手順8.6 外部ユーザーグループの設定:
- Administer (管理) → User Groups (ユーザーグループ) に移動します。New User Group (新規ユーザーグループ) をクリックします。
- User group (ユーザーグループ) タブで、新規ユーザーグループの名前を指定します。ユーザーは、外部ユーザーグループの更新時に自動的に追加されるため、選択しないでください。
- Roles (ロール) タブで、ユーザーグループに割り当てるロールを選択します。または、Administrator (管理者) チェックボックスを選択して利用可能なすべてのパーミッションを割り当てます。
- External groups (外部グループ) タブで Add external user group (外部ユーザーグループの追加) をクリックし、Auth source (認証ソース) ドロップダウンメニューから認証ソースを選択します。Name (名前) フィールドに LDAP または外部グループの名前を指定します。
- 送信 をクリックします。
重要
ユーザーログイン時に自動的にユーザーグループメンバーシップを同期するために LDAP ソースを設定できます。このオプションが設定されていない場合、LDAP ユーザーグループは、LDAP 認証ソースを (デフォルトでは 30 分ごとに) 同期するスケジュールされたタスク (cron ジョブ) により自動的に更新されます。LDAP 認証ソースのユーザーグループがスケジュールされたタスクの間の時間に変更された場合、ユーザーは間違った外部ユーザーグループに割り当てられる可能性があります。この問題は、スケジュールされたタスクが実行されたときに自動的に修正されます。また、
foreman-rake ldap:refresh_usergroups を実行したり、Web UI で外部ユーザーグループを更新したりすることにより LDAP ソースを手動で更新することもできます。
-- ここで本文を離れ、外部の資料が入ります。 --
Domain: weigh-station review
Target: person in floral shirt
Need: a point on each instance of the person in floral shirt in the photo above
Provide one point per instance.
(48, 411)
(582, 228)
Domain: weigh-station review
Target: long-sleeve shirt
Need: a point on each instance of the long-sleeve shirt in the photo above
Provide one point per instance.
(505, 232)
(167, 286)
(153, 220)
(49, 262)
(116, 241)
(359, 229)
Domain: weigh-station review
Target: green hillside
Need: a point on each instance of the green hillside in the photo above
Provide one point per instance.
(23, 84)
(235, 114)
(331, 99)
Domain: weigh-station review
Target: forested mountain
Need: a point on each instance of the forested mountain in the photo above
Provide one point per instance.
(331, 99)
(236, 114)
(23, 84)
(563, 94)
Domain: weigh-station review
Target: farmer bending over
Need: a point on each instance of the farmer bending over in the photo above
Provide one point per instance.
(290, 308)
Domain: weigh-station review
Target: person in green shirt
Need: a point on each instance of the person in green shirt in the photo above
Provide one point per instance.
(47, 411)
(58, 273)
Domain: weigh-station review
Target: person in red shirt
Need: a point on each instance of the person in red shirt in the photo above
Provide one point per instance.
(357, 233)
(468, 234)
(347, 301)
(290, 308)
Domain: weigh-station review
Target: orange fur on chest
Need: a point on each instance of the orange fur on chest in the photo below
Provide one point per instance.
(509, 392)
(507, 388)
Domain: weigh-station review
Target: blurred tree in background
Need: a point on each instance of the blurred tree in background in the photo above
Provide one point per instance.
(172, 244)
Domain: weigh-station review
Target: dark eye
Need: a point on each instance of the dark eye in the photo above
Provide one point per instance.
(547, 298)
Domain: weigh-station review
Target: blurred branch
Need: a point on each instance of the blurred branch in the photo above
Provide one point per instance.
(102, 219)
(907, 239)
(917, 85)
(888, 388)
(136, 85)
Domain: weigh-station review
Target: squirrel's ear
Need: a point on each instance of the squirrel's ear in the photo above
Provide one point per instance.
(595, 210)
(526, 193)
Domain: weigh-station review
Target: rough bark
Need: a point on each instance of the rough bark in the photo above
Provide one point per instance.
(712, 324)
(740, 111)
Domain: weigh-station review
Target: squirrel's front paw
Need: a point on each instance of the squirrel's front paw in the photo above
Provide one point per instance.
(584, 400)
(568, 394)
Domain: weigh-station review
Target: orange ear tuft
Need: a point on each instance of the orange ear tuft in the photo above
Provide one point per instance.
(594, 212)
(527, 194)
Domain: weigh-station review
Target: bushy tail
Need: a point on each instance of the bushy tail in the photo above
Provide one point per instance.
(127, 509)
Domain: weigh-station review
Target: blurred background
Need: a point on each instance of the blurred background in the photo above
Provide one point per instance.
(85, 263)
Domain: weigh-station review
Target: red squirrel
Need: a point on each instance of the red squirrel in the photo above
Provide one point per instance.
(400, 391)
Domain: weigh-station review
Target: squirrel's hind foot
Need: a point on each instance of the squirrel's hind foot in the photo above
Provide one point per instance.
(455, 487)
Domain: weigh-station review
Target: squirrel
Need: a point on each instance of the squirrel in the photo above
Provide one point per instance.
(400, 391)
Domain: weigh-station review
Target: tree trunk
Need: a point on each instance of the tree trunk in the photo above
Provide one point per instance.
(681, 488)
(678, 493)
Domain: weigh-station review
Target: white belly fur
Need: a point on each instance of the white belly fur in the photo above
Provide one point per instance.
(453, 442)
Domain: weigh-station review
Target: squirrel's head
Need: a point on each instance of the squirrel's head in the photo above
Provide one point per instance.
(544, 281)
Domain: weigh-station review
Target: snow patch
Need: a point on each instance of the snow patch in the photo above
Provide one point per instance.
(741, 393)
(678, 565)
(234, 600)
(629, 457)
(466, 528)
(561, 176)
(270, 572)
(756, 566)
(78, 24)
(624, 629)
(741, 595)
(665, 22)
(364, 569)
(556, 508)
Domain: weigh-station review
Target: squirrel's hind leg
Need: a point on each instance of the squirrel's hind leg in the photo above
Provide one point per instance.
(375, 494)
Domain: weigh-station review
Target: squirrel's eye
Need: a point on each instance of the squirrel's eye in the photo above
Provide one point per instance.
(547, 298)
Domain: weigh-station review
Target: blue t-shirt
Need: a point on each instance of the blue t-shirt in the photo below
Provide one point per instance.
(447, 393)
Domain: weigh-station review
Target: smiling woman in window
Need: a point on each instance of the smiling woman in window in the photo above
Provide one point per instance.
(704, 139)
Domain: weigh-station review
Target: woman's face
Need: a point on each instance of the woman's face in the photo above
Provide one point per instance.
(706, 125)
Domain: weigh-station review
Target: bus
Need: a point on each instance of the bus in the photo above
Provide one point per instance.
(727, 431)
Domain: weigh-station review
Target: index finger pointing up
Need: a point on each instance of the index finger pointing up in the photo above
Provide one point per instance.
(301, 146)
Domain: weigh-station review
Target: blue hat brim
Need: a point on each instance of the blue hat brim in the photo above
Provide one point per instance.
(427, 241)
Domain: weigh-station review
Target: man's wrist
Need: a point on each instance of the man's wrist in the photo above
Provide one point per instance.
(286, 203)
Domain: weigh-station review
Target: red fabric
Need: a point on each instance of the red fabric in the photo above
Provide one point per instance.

IdM または AD に基づいた外部ユーザーグループは、グループメンバーが Satellite にログインした場合のみ更新されます。Satellite GUI で外部ユーザーグループのユーザーメンバーシップを変更することはできません。このような変更はグループの次回更新時に上書きされます。外部ユーザーに追加パーミッションを割り当てるには、外部マッピングが指定されていない内部ユーザーグループにそのユーザーを追加します。次に、必要なロールをそのグループに割り当てます。